In a press release issued yesterday afternoon Mr Truss said Australia’s 47,000 trucking businesses and 60,000 other businesses that rely on fuel and the bus industry will pay under the new tax regime.
Under the carbon tax, the fuel tax credits scheme for heavy vehicles will be reduced by almost 7 cents per litre from 1 July 2014.
Mr Truss said the Australian Trucking Association's submission to the Joint Select Committee examining the carbon tax highlighted its likely impact on the sector.
“The Australian Government has stated that carbon pricing will only affect around 500 polluters,” the ATA submission said.
“But the planned changes to the fuel tax credits system will impose an effective carbon price on every one of Australia’s 47,000 trucking businesses.
“85 per cent of these businesses are small businesses with fewer than five employees.
“They are no different to the other small businesses that are permanently exempt from the carbon price, except they happen to operate trucks weighing more than 4.5 tonnes.’ (See page 3)
Mr Truss said the Minerals Council of Australia’s submission showed that the carbon price on fuel wouldl apply to more than 60,000 businesses from 1 July 2012, among them tens of thousands of small businesses, covering 22,500 in construction; 5,350 in manufacturing; 5,305 businesses in retail and wholesale trades; thousands of tourism operators, including accommodation and food service businesses; 1,500 mining operations; several hospitals and large healthcare providers; and 775 education and training sector bodies.
The Bus Industry Confederation said it anticipated that the carbon price and Road User Charge would increase the cost of fuel for bus operations by more than 9 cents per litre by 2016.
Professor Stanley of the University of Sydney anticipated an increase of more than $40 million per year in operating costs as a result of the imposition of the carbon price on buses.

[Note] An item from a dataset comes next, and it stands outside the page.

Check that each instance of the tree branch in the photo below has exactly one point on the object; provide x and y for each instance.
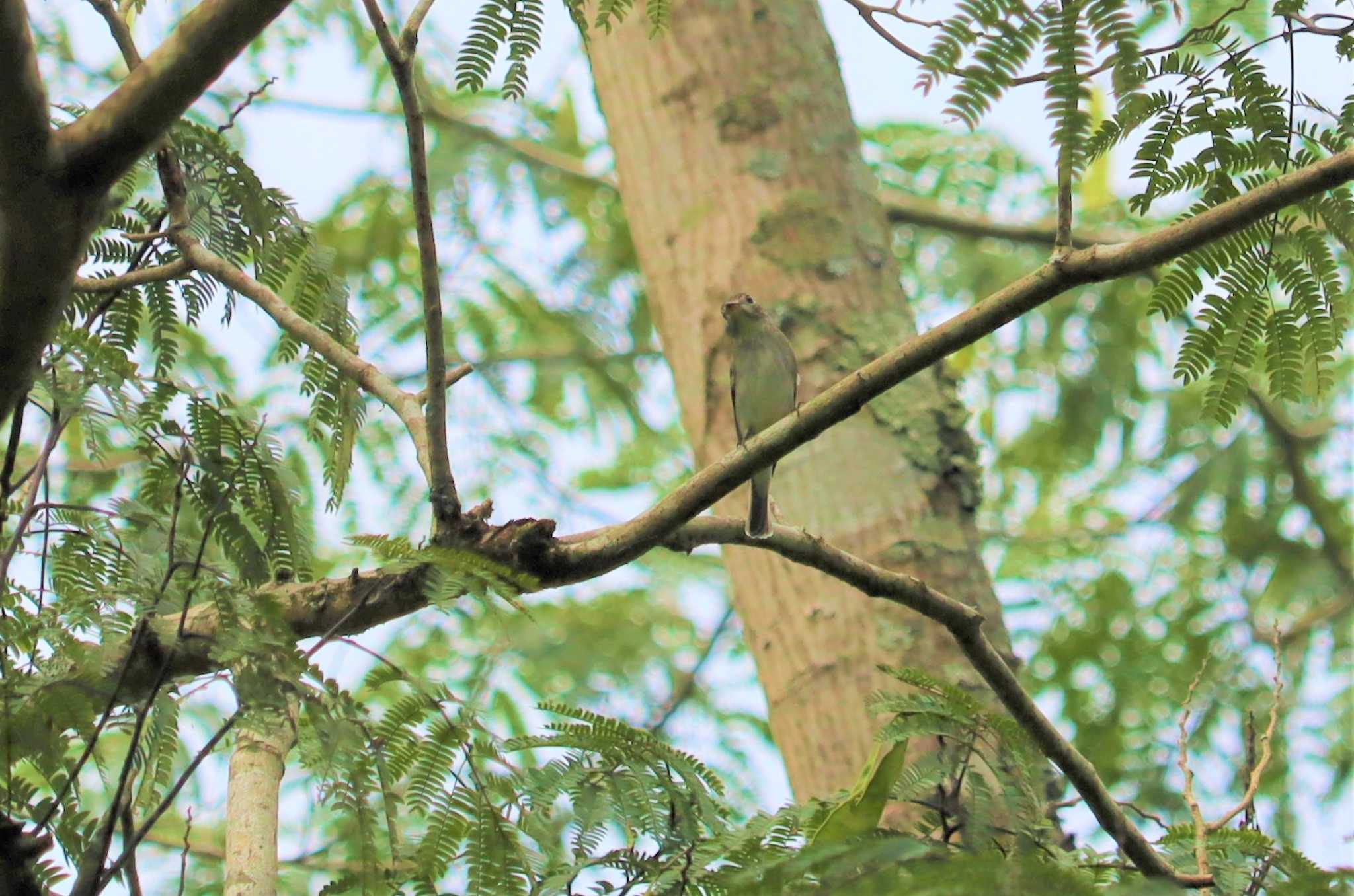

“When factored into a five-year rolling plan for State Governments this is an added increase in operating costs of bus public transport of more than $200 million, which will need to be recouped from users or made budget neutral through reduced spending on new and more vehicles in the fleet and worse still a reduction to existing services and no new services,” the Bus Industry Confederation said in its submission.
Mr Truss described the carbon tax as “a rolling attack on the transport sector, slugging businesses – big and small – and inflicting mass casualties on the Australian jobs they support.”
“But, clearly, it’s also a tax on families. With the bulk of goods transported around this country coming via on-road freight, families will inevitably feel the squeeze as those higher running costs hit the tills at checkouts.
“Bizarrely, bus fares will also increase while some services may disappear altogether. This will see passengers replaced by more private vehicles on the road, which is counter-intuitive to the desire to curb emissions.
“These reverberations will be most severe in regional areas, where families, businesses and entire communities will carry a disproportionately higher burden.”